How to Begin?

pieces of puzzle

Getting started on a writing project, according to my anecdotal research, is the hardest step to take.

How do we get all the pieces to the writing jigsaw puzzle to coalesce into a masterpiece?

There are almost as many techniques as there are writers, but there are a few main approaches that center around how best to organize the material.

Knowing the purpose and audience makes organizing things much easier, but we still have to take that first step, write that first sentence.

There seem to be two camps of action: the “seat of my pants” scribes and the uber organization writers.

Just Write

Some people have to get the words out of their heads. For them, just plunging in is the best method to start.  Don’t worry about mistakes, transitions, or even clumping information logically.

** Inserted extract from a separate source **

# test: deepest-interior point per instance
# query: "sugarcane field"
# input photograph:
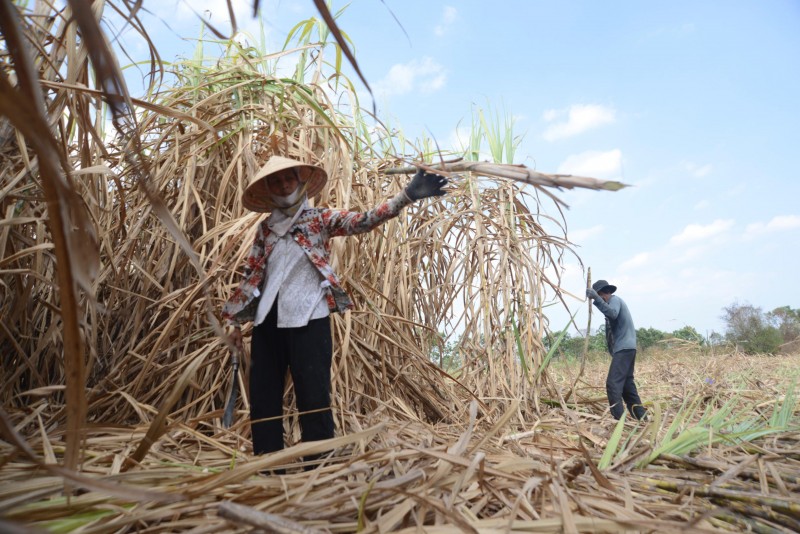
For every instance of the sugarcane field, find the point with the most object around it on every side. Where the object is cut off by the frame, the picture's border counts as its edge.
(149, 277)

This reminds me of when I took swimming lessons as a child. There was no slow progress into the cold pool. We just jumped in, making sure to get our heads underwater. After the initial shock, our bodies were accustomed to the temperature, and it was easier to concentrate on swimming.

This method requires vigorous revision, though. The writer must go back and clean up the content to make sure the reader can follow. (Most effective writing is not Finnegan’s Wake.)

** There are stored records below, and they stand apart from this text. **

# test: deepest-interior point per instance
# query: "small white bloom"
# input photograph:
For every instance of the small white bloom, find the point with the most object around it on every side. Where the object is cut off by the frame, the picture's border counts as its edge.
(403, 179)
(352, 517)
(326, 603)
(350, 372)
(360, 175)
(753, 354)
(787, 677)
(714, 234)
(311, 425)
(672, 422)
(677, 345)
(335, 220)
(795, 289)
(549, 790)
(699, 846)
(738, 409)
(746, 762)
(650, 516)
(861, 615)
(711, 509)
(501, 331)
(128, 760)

Organize, Organize, Organize

Some writers are compelled to have everything laid out nice and neat before they type a single word.

This always reminds me of going on vacation with Clipboard People. They always have every minute scheduled and no time for just lounging around or winging it for an adventure.

While this approach can save a lot of time in revision, the danger is spending so much time organizing that you never get started.

Take a Pinch of This, a Pinch of That

I find the best approach to be a hybrid. Have a basic idea of where to place the pieces, then dive in.

I have a friend who will sit and stare out into space for a while, then start writing. She organizes the material in her head before she composes anything.

Many experienced writers will do this. They look like they’re goofing off, but they are processing things. Even jotting down a few phrases in a rough outline helps give a writer a path to follow.

Whichever approach you take, never forget that you need to take the time to revise. There is no “first time is always right” shortcut in writing.

Finding the most comfortable method to begin makes a writer’s life so much easier.